RLOOAdvantage
RLOO (Reinforcement Learning with Leave-One-Out) advantage function uses leave-one-out method to calculate baselines.
Usage Example
from twinkle.advantage import RLOOAdvantage
advantage_fn = RLOOAdvantage()
rewards = [0.0, 1.0, 0.0, 1.0, 1.0, 0.0, 0.0, 0.0]
advantages = advantage_fn(rewards, num_generations=4)
# For each sample, the baseline is the mean of all other samples
# First sample in first group: 0.0 - mean([1.0, 0.0, 1.0]) = 0.0 - 0.667 = -0.667
# ...
How It Works
For each sample, RLOO:
- Calculates the mean reward of all other samples in the group (leave-one-out baseline)
- Advantage = sample reward - leave-one-out baseline
- Optionally normalizes the values
RLOO advantages:
- Avoids using the sample’s own information as baseline, reducing bias
- More accurate counterfactual baseline estimation
- Better performance when there are more samples
Training Example
from twinkle.advantage import RLOOAdvantage
from twinkle.model import TransformersModel
from twinkle.sampler import vLLMSampler
from twinkle.reward import MathReward
# Create components
actor = TransformersModel(model_id='ms://Qwen/Qwen3.5-4B')
sampler = vLLMSampler(model_id='ms://Qwen/Qwen3.5-4B')
reward_fn = MathReward()
advantage_fn = RLOOAdvantage()
dataloader = ...
# Training loop
for batch in dataloader:
# 1. Sample generation (generate more samples to improve RLOO effectiveness)

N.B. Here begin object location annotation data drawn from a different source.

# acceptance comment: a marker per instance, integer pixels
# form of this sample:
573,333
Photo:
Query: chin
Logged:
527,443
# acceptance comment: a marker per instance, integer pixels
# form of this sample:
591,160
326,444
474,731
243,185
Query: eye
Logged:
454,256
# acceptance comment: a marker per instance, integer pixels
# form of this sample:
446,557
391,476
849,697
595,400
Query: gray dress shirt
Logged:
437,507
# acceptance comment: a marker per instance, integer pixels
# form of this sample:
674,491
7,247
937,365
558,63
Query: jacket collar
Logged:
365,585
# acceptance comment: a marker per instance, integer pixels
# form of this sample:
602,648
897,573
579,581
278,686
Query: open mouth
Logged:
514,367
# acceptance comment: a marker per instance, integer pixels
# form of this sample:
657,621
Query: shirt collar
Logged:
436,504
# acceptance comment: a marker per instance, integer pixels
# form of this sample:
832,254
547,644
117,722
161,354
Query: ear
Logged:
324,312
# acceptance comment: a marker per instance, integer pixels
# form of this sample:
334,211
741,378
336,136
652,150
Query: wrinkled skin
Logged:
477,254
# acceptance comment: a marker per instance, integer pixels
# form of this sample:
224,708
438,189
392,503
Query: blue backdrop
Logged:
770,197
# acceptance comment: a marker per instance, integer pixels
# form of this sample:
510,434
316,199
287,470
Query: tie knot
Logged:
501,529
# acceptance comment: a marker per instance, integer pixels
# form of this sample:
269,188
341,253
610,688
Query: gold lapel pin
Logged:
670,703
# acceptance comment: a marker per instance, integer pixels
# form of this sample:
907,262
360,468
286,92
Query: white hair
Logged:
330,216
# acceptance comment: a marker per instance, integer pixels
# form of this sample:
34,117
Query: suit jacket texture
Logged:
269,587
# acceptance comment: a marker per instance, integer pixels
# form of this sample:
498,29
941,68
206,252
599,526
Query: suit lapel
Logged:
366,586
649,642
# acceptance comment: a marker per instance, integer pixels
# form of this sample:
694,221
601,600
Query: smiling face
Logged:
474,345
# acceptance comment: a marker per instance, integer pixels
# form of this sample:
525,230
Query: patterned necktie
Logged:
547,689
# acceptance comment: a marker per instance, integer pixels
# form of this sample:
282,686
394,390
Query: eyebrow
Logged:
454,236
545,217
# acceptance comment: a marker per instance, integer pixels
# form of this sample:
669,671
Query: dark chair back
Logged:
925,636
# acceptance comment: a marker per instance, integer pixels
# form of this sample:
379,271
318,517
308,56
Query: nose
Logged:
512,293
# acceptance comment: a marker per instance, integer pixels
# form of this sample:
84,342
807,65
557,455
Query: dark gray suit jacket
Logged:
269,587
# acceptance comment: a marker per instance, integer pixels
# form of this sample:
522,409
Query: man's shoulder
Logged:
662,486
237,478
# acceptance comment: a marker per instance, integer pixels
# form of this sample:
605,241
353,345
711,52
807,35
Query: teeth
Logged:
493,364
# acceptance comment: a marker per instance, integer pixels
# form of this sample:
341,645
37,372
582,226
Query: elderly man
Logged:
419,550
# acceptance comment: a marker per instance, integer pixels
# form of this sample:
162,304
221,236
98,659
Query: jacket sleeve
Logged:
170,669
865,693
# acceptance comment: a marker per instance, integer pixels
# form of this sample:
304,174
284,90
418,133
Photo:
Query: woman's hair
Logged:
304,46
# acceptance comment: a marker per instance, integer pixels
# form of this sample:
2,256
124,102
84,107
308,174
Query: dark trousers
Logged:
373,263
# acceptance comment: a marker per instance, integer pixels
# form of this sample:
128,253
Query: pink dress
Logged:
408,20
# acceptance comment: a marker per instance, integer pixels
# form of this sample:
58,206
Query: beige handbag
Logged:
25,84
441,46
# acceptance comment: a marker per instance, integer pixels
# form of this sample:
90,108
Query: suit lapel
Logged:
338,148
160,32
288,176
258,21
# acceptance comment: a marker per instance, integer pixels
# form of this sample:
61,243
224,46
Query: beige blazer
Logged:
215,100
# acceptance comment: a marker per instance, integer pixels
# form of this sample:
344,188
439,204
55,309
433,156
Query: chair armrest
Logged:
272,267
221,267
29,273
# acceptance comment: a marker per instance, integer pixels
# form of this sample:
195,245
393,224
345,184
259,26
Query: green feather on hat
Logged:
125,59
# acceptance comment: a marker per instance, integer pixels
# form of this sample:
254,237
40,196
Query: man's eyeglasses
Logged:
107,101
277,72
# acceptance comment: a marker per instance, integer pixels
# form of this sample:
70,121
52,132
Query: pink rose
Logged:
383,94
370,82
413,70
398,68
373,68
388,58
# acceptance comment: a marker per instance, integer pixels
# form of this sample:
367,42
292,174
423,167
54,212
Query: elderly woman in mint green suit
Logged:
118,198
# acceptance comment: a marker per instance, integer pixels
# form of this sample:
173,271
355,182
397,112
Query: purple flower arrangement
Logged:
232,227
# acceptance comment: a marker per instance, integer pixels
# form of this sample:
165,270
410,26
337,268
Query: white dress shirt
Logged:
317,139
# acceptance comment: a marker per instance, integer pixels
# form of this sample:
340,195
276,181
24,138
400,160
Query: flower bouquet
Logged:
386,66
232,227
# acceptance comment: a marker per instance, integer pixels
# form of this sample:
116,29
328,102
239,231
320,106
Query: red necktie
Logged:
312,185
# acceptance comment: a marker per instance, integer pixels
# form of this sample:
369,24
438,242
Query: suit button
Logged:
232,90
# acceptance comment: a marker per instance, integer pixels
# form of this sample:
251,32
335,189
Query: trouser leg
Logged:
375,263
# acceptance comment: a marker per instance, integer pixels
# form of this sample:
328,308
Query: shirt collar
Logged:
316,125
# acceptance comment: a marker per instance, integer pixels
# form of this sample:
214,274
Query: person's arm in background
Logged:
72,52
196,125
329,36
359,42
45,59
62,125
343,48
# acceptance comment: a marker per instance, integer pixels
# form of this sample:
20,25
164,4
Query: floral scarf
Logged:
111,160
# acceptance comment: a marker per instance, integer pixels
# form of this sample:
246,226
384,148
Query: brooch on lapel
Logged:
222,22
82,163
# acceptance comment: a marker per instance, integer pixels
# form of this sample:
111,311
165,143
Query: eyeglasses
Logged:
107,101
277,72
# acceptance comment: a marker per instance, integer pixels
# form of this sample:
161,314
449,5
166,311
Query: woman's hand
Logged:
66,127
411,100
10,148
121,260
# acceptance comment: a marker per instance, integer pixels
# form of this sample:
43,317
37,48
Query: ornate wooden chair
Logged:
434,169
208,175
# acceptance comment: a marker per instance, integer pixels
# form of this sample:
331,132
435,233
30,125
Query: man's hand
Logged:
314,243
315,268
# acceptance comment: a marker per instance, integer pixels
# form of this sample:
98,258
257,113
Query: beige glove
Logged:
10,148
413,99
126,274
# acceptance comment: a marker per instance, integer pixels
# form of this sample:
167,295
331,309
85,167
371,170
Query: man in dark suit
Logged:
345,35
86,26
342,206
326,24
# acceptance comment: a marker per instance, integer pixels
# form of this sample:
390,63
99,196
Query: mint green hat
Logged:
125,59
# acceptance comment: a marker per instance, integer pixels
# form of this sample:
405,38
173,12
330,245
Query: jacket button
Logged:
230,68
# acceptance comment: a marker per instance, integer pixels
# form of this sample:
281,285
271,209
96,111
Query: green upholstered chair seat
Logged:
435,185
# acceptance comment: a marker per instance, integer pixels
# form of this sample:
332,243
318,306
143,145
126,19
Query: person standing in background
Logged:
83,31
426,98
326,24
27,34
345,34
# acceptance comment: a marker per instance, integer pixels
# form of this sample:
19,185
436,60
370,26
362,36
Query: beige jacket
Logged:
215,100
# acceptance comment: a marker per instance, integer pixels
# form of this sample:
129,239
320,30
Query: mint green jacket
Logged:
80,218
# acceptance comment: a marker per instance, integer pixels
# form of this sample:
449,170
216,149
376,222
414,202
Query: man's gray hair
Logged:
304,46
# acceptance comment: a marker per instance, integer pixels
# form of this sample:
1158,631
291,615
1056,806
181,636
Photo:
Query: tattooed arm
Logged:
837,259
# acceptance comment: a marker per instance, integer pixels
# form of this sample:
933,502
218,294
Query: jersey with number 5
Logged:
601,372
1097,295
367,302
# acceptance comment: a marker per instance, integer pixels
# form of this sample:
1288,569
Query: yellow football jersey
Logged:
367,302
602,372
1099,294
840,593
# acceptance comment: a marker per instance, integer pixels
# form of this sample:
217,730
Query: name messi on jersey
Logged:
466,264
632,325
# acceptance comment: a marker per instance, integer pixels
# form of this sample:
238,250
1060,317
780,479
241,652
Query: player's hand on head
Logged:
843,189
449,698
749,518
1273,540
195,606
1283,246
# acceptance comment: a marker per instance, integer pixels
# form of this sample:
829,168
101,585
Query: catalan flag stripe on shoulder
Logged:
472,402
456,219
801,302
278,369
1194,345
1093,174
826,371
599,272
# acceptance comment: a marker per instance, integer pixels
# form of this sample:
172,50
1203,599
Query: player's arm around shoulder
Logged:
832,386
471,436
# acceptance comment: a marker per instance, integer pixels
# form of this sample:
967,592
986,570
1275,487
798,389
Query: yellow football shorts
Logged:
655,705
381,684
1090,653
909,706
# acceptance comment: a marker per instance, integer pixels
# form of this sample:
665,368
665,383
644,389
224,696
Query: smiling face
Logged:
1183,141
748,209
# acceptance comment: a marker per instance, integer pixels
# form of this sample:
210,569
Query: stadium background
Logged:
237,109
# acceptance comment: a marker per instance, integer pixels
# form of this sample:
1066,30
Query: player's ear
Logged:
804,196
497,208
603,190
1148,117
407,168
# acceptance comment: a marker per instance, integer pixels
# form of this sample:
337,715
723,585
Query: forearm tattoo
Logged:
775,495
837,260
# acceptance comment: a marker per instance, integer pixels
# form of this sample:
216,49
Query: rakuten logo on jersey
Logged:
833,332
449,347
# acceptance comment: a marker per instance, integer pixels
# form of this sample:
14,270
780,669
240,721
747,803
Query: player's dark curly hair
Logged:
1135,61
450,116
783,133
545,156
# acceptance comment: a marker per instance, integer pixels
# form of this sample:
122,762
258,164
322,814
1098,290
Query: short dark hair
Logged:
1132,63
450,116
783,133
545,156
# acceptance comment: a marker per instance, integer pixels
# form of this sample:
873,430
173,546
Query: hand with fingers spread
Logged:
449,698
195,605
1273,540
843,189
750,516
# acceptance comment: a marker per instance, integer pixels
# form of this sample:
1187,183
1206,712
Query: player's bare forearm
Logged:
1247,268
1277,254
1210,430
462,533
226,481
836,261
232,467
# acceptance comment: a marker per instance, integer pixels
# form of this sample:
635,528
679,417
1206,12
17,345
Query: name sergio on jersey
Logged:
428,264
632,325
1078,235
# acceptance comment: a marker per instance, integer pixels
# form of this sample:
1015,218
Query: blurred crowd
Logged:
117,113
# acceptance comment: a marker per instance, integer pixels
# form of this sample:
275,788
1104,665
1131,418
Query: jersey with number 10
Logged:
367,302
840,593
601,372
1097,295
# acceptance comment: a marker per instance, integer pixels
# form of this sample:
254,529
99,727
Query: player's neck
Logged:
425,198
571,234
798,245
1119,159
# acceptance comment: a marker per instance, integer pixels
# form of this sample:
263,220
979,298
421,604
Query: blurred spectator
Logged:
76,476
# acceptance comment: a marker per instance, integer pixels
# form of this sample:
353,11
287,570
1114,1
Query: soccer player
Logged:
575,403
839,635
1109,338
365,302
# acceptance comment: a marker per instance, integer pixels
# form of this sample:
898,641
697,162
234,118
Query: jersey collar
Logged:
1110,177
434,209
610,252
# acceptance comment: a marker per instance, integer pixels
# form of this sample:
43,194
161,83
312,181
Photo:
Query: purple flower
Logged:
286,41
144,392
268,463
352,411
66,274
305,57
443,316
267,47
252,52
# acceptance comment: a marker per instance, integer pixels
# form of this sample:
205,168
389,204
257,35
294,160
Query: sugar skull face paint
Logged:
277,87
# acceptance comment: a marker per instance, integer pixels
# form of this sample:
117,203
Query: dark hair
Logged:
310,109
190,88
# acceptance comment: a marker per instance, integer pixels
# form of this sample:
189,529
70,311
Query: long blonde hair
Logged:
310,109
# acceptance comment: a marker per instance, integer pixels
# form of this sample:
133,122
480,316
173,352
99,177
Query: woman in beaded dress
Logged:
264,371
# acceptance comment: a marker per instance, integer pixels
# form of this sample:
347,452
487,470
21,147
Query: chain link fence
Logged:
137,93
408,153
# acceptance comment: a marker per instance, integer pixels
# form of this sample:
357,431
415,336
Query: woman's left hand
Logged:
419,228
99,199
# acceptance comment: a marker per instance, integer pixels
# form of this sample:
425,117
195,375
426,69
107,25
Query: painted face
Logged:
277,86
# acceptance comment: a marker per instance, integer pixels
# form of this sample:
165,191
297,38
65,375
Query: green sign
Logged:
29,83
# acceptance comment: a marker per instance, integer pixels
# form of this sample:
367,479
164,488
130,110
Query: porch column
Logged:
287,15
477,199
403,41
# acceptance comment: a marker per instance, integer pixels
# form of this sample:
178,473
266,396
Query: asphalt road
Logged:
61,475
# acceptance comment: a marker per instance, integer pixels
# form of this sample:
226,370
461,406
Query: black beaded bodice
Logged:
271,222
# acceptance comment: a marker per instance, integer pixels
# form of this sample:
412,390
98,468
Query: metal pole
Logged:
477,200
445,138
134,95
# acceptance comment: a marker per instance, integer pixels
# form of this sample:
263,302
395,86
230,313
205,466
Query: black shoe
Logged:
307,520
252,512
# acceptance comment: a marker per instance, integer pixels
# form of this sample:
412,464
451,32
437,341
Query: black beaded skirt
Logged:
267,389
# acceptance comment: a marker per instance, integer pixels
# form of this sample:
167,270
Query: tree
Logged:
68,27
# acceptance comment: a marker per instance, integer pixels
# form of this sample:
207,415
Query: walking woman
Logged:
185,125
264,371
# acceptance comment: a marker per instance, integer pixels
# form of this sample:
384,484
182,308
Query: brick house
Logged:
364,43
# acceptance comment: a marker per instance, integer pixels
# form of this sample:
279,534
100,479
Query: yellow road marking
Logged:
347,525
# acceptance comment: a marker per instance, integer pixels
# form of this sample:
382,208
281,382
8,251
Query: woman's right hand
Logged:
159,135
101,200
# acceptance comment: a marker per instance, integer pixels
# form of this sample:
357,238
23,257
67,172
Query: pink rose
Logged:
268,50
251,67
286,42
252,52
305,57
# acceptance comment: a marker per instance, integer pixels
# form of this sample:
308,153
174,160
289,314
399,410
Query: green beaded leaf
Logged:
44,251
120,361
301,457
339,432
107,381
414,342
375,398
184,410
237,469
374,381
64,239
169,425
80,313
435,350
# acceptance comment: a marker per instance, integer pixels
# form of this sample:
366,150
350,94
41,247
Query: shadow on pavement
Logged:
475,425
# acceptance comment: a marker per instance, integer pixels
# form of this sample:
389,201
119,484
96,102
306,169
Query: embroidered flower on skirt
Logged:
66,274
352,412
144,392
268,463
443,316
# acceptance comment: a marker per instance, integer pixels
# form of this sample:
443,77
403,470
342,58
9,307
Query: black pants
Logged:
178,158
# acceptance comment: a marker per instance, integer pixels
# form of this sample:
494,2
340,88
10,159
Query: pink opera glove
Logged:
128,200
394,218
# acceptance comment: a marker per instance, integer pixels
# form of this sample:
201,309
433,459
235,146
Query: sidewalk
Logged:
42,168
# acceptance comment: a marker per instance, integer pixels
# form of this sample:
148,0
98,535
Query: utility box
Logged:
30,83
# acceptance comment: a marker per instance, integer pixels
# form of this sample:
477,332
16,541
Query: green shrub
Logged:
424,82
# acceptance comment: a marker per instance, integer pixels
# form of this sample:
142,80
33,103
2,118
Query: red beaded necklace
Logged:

response = sampler.sample(batch, num_samples=8)
# 2. Calculate rewards
rewards = reward_fn(response.trajectories, batch.ground_truths)
# 3. Calculate advantages
advantages = advantage_fn(rewards, num_generations=8)
# 4. Policy optimization
loss = actor.forward_backward(
inputs=response.inputs,
advantages=advantages
)
actor.clip_grad_and_step()
RLOO is theoretically superior but requires more samples (recommend 8 or more samples per prompt).